We started the meal off with a nice fresh Salad Mista (mixed salad) and a basket of bread. The bread was insanely good. Non-descript looking, it was just like your typical dinner roll. I helped myself to one and was greeted with a symphony of crisp crackling sounds. Each tiny crackle met the other, in a melodious chorus that was testament to the crisp freshness of the bread. Complemented by an extremely tender and pillowy crumb, this is one of the best breads I have eaten my whole life.
For starters, we had Pasteis de Bacalhau, a codfish croquette similar to the one we enjoyed at Miramar, another croquette-like dish whose name escapes me now, the really flavorful Vinagrete de Lulas (squid in vinegar) which offered a delightful play in textures and flavors, and the Pipis a Litoral (Chicken Giblets A Litoral), a meaty stew-like dish of giblets.
Our entrees were the Galinha Africana (African Chicken), a distinctly spiced grilled (or perhaps roasted?) chicken dish, fish laid atop a bed of vegetables then baked in foil (once again, the name escapes me), and a Macanese Curried Crabmeat dish that was served with rice.

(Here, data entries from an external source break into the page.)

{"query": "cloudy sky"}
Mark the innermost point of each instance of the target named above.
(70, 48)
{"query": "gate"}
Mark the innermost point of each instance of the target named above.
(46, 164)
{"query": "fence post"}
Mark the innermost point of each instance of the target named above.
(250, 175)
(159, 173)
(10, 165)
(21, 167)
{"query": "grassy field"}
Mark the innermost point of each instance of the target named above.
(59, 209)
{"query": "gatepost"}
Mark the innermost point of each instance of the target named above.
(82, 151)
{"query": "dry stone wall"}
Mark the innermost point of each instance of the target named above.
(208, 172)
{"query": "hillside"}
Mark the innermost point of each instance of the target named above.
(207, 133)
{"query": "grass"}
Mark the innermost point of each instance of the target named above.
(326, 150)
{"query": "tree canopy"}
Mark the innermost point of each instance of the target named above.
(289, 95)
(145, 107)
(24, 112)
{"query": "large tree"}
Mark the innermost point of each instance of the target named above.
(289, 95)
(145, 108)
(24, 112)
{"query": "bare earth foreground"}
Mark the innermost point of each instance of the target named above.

One of the stars of the meal was the Macanese Seafood Rice. “Don’t call it Paella,” we were told. Doing so can be insulting because it was Macanese and only the Spanish cook paella. I can’t complain—after tasting this unforgettable rice dish, I understand the pride they have. With the melodic harmony of flavors, there’s good reason to be proud and to remind people that THIS is from Macau.
You’d think we’ve had enough food by this time, but dessert was a different yet equally elaborate affair altogether. Probably not wanting to be outdone, their Pastry Chef sent out a large selection of parfait cups, ramekins and an enormous pillowy meringue that teases your eyes even before you’ve had the chance to pick up your spoon. Truth be told, I was in a daze even before I could sample all the desserts.
Dining at Ristorante Litoral has opened my eyes to the wonders of Macanese cuisine—and it definitely is something I’d love to eat more of. In fact, it should be de rigeur for every visit. Who knew that the Portuguese sailors’ wives would be starting a cuisine so delicious, with their efforts to substitute and localize?
Still to be continued!
Epic series is epic! Catch Day 1 and Day 2 of my Macanese Adventures!
















Grabe sa tour guide!
Sounds like a real foodie adventure, Cow!
Nice to explore all these. I should try the black chicken, would I enjoy the taste?!
@chris
Sobra. Star-struck nga todo e. Next in the series will be dinner t his resto.
@TB
I wasn’t able to try it since we were just passing by, but I heard it’s really flavorful. Much more than farm-raised chickens.